Measures of correlation describe the relationship between two pairs of data. 

**Positive correlation** exists when the values in one dataset increase as the values in the other dataset increase, or when the values in one dataset decrease as the values in the other dataset decrease (the elements in the two datasets change in the same direction).

**Negative correlation** exists when the values in one dataset decrease as the values in the other dataset increase (the elements in the two datasets change in the oppposite direction. 

**No correlation** exists between two datasets that show no linear relationship to each other. 

In [None]:
import matplotlib.pyplot as plt


fig, (ax1, ax2, ax3) = plt.subplots(3, figsize=(5, 15))

datapos1 = [5, 9, 7, 6, 4, 3, 2]
datapos2 = [5, 2, 3, 4, 5, 6, 7]

ax1.scatter(datapos1, datapos2)
ax1.set_title('Negative Correlation')

datano1 = [5, 5, 4, 6, 3, 6, 7]
datano2 = [5, 6, 7, 6, 4, 8, 4]

ax2.scatter(datano1, datano2)
ax2.set_title('No Correlation')

dataneg1 = [5, 9, 7, 6, 4, 3, 2]
dataneg2 = [4, 7, 5, 4, 3, 2, 1]

ax3.scatter(dataneg1, dataneg2)
ax3.set_title('Positive Correlation')

for ax in [ax1, ax2, ax3]:
    ax.set_xlim(1,10)
    ax.set_ylim(1,10)
    ax.set_xticks([1,2,3,4,5,6,7,8,9,10])
    ax.set_xticklabels([1,2,3,4,5,6,7,8,9,10])
    
fig.tight_layout()

## Correlation coefficient<a class="anchor" id="correlation_coefficient"></a>

The correlation coefficient is the measure of the relationship between the two datasets. The correlation coefficient can range from -1 to 1, where:
- values less than 0 denote a negative correlation, 
- values greater than 0 denote a positive correlation and 
- 0 itself denotes no correlation. 

The closer the correlation coefficient is to either 1 or -1, the stronger the correlation and the closer the correlation coefficient is to 0, the weaker the correlation.

The correlation between datasets can be calculated by using the **Pearson's correlation** if the data are normally distributed and by using the **Spearman's correlation** if the relationship is non-linear or the data are not normally distributed. The Spearman's correlation may also be used for linearly-related data but the computed correlations will be weaker. If the distribution of the data or the possible relationships are not known, use the Spearman's correlation.

## Significance testing<a class="anchor" id="significance_testing"></a>

The correlation coefficient quantifies the relationship between two datasets, but the datasets are samples of the total population and if a different sample were drawn from the population, the relationship could be different. In order to identify whether the correlation between datasets is likely to be indiciative of the population not just the sample, significance testing must be performed.

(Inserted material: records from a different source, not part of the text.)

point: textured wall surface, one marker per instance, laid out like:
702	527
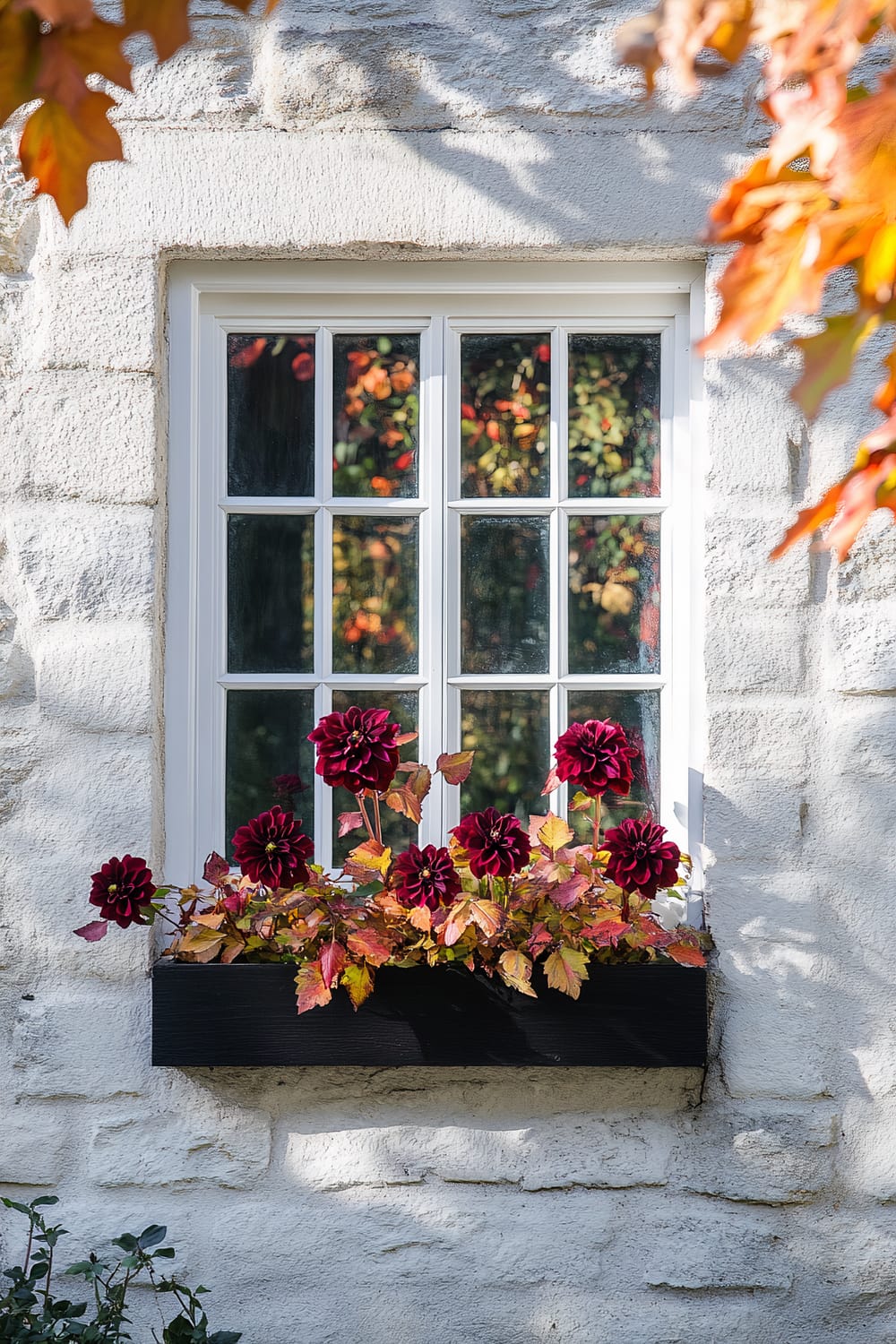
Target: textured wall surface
395	1207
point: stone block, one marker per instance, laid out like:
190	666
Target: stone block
758	1158
861	650
85	562
230	1150
716	1249
91	1046
97	677
37	1142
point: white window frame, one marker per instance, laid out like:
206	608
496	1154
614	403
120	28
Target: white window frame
207	301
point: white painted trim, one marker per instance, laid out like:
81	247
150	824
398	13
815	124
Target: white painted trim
209	300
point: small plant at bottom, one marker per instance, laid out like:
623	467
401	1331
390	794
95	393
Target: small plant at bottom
31	1314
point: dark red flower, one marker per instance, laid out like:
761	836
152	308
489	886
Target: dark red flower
495	843
426	876
640	859
271	849
121	889
357	749
595	757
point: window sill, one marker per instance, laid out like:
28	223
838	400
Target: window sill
640	1016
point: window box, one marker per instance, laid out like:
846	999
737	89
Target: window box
245	1015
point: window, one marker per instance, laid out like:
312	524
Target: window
461	492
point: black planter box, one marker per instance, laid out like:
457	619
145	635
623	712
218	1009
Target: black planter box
245	1015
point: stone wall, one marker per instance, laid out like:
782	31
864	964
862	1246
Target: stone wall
450	1204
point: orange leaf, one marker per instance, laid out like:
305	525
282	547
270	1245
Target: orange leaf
565	969
311	991
58	148
454	766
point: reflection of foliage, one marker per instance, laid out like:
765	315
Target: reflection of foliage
271	414
268	738
505	387
504	626
375	414
375	594
509	733
402	707
614	594
638	714
614	416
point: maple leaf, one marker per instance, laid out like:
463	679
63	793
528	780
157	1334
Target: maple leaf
454	766
311	988
514	970
565	969
359	983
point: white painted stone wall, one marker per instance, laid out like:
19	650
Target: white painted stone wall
379	1206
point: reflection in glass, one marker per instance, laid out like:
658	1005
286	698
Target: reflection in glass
376	403
614	594
271	593
505	414
638	714
614	416
504	594
509	733
271	414
269	757
398	831
375	604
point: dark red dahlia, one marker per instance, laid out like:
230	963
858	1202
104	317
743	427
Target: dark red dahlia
271	849
425	876
123	889
595	757
357	749
640	857
495	844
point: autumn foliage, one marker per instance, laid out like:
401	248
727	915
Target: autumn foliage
48	48
821	196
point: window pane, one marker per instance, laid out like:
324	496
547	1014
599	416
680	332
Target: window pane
398	831
638	714
614	416
375	581
271	414
505	414
269	757
614	594
504	594
508	730
376	402
271	593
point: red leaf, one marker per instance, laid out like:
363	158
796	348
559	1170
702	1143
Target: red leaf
332	960
349	822
93	932
311	991
454	766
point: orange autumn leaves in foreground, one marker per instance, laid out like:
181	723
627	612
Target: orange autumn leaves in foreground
821	196
47	51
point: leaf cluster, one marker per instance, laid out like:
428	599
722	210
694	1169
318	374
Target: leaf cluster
32	1312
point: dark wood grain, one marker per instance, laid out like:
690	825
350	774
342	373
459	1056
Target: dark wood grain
245	1015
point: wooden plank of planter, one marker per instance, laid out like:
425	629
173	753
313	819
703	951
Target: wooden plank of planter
245	1015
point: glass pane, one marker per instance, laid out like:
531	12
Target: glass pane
614	594
271	414
375	573
614	416
638	714
269	757
509	733
398	831
376	403
271	593
504	594
505	414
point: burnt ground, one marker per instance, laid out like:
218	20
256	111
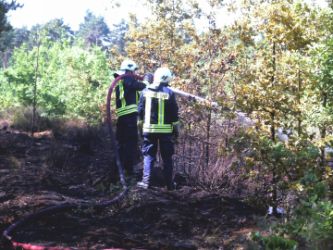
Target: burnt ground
74	167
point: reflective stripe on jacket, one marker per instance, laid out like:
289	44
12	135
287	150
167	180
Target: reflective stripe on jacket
158	109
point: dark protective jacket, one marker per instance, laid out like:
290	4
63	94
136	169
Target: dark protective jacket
158	110
127	95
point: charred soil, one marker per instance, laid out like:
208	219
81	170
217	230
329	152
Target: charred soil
74	168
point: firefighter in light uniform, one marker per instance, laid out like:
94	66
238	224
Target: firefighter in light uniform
127	96
158	111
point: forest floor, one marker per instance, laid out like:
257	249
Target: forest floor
74	167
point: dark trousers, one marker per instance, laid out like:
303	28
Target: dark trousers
127	137
149	150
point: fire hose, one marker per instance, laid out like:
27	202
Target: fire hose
8	240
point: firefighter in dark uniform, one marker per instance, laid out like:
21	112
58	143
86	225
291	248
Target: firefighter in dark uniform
158	112
127	96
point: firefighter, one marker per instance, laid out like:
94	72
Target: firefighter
127	95
158	114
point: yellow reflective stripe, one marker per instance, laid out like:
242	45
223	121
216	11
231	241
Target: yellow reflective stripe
160	111
158	95
147	110
122	94
127	110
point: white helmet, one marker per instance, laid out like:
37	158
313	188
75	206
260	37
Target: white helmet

The **p-value** is the probability that the correlation in the sample datasets occured by chance. The evaluation of the p-value is determined at a **significance level**, which is typically 0.01, 0.05 or 0.1:

- A p=value of 0.01 or below means that we can reject the null hypothesis and conclude that the correlation is statistically significant with 99% confidence (there is a 1% chance that the null hypothesis was correct). 
- A p=value of 0.05 or below means that we can reject the null hypothesis and conclude that the correlation is statistically significant with 95% confidence (there is a 5% chance that the null hypothesis was correct). 
- A p=value of 0.1 or below means that we can reject the null hypothesis and conclude that the correlation is statistically significant with 90% confidence (there is a 10% chance that the null hypothesis was correct). 



## Examples using the SciPy library<a class="anchor" id="examples_scipy"></a>

In [None]:
from scipy.stats import pearsonr
from scipy.stats import spearmanr


sample1 = [2, 5, 4, 23, 4, 5, 15, 1]
sample2 = [1, 3, 5, 20, 2, 6, 12, 2]

'''Pearsons correlation'''
coefficient,pval = pearsonr(sample1,sample2)
print(f'''Pearson's Correlation coefficient = {coefficient}''')
print(f'P-value = {pval}')

'''Spearmans correlation'''
coefficient,pval = spearmanr(sample1,sample2)
print(f'''Spearman's Correlation coefficient = {coefficient}''')
print(f'P-value = {pval}')

print(f'This is a strong positive correlation that is significant at the 99% confidence interval')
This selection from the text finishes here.